0
votes

In Airflow, I have an XCom Task ID customer_schema that I want to transform into a JSON file named final_schema.json and upload into Google Cloud Storage. My bucket in Google Cloud Storage is named northern_industrial_customer. I tried to use the following FileToGoogleCloudStorageOperator, but it did not work.

Does anyone know how I transfer my XCom Task ID customer_schema to Google Cloud Storage as a JSON file named final_schema.json?

transfer_to_gcs = FileToGoogleCloudStorageOperator(task_id = 'transfer_to_gcs', src = "{{task_instance.xcom_pull(task_ids='customer_schema')}}", dst = 'final_schema.json', bucket = 'northern_industrial_customer', google_cloud_storage_conn_id = conn_id_gcs)

1

1 Answers

2
votes

there is no operator in Airflow to perform these operation, but Airflow is extensible and you can write your own custom operator.

import tempfile
import warnings

from airflow.gcp.hooks.gcs import GoogleCloudStorageHook
from airflow.models import BaseOperator
from airflow.utils.decorators import apply_defaults


class ContentToGoogleCloudStorageOperator(BaseOperator):
    """
    Uploads a text content to Google Cloud Storage.
    Optionally can compress the content for upload.

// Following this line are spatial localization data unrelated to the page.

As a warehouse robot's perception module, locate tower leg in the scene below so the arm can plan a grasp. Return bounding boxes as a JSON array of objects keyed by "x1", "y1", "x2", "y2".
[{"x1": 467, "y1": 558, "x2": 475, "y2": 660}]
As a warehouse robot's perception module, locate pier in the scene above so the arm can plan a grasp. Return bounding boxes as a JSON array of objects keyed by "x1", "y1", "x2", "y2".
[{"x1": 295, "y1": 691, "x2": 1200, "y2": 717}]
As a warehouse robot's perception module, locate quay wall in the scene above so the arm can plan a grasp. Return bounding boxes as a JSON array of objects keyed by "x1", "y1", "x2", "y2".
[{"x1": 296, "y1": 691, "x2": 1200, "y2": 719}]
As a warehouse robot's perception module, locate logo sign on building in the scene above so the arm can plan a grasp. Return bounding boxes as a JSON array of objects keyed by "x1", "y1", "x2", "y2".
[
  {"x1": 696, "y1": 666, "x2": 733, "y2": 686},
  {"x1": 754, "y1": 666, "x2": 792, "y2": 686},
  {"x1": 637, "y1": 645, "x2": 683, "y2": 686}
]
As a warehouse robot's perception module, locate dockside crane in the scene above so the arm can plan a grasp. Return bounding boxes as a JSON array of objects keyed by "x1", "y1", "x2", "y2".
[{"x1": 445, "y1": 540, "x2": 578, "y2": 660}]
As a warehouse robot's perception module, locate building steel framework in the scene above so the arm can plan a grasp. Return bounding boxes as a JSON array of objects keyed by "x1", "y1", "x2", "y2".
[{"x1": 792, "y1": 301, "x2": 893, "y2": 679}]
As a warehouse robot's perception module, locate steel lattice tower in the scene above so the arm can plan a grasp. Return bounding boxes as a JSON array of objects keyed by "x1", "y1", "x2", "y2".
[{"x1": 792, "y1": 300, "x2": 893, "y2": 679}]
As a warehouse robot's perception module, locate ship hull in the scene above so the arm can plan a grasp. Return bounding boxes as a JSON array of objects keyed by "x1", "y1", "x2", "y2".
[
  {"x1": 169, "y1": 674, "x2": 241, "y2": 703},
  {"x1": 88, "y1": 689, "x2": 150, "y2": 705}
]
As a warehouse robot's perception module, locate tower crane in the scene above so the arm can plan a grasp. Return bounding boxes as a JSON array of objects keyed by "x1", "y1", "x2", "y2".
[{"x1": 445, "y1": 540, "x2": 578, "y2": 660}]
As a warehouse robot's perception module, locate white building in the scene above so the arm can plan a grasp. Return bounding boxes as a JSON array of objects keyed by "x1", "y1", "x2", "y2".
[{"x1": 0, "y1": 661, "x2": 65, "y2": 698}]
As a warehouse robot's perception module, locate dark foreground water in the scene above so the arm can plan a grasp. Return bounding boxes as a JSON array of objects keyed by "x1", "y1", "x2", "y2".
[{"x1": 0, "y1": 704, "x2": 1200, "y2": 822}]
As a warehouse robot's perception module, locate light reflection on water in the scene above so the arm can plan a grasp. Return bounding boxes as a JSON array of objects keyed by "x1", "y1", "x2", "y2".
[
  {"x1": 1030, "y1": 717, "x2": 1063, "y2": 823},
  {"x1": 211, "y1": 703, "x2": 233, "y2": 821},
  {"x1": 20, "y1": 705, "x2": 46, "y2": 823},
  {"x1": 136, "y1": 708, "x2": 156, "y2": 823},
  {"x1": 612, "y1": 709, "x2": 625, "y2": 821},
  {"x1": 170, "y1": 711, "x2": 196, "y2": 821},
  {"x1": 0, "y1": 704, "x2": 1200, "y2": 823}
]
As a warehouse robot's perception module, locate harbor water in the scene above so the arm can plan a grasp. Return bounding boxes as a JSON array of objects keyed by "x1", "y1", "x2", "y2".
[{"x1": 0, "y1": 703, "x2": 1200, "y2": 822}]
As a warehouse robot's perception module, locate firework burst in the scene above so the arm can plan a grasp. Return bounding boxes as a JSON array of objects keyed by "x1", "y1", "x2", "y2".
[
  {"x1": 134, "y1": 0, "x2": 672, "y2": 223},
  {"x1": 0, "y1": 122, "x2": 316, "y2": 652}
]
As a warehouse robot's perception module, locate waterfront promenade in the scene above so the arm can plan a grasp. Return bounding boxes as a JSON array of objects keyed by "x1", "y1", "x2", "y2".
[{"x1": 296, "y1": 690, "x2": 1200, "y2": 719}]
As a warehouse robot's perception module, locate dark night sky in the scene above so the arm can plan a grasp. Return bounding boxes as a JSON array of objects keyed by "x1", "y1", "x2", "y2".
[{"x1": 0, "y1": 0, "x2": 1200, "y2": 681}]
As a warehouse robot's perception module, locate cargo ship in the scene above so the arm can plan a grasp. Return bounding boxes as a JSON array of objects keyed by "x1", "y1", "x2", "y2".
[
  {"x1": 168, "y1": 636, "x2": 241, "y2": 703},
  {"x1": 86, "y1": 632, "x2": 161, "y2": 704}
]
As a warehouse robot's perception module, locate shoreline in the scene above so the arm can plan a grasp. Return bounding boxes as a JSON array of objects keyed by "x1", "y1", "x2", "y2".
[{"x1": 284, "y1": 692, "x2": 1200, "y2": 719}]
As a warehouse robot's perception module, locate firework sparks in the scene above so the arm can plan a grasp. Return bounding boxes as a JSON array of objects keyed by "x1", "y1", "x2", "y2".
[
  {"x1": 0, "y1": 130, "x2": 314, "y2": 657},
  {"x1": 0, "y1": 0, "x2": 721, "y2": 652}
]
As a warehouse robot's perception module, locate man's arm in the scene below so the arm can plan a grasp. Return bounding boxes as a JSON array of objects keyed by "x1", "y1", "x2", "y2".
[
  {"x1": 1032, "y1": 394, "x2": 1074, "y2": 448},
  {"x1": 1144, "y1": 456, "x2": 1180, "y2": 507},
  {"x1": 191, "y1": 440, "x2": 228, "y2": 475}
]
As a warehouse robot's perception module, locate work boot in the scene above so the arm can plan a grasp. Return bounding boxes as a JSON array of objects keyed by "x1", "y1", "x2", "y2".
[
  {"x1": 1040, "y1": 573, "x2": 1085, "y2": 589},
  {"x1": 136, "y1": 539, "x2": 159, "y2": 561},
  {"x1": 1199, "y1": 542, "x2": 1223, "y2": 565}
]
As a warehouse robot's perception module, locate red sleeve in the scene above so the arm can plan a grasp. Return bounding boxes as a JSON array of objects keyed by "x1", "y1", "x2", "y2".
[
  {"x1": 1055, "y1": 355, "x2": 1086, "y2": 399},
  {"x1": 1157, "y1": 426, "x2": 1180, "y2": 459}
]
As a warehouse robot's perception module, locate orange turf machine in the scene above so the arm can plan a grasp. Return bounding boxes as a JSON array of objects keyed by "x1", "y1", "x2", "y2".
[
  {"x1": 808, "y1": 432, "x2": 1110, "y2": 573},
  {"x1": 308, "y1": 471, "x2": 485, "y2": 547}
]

    :param content: Content to upload. (templated)
    :type src: str
    :param dst: Destination path within the specified bucket, it must be the full file path
        to destination object on GCS, including GCS object (ex. `path/to/file.txt`) (templated)
    :type dst: str
    :param bucket: The bucket to upload to. (templated)
    :type bucket: str
    :param gcp_conn_id: (Optional) The connection ID used to connect to Google Cloud Platform.
    :type gcp_conn_id: str
    :param mime_type: The mime-type string
    :type mime_type: str
    :param delegate_to: The account to impersonate, if any
    :type delegate_to: str
    :param gzip: Allows for file to be compressed and uploaded as gzip
    :type gzip: bool
    """
    template_fields = ('src', 'dst', 'bucket')

    @apply_defaults
    def __init__(self,
                 content,
                 dst,
                 bucket,
                 gcp_conn_id='google_cloud_default',
                 mime_type='application/octet-stream',
                 delegate_to=None,
                 gzip=False,
                 *args,
                 **kwargs):
        super().__init__(*args, **kwargs)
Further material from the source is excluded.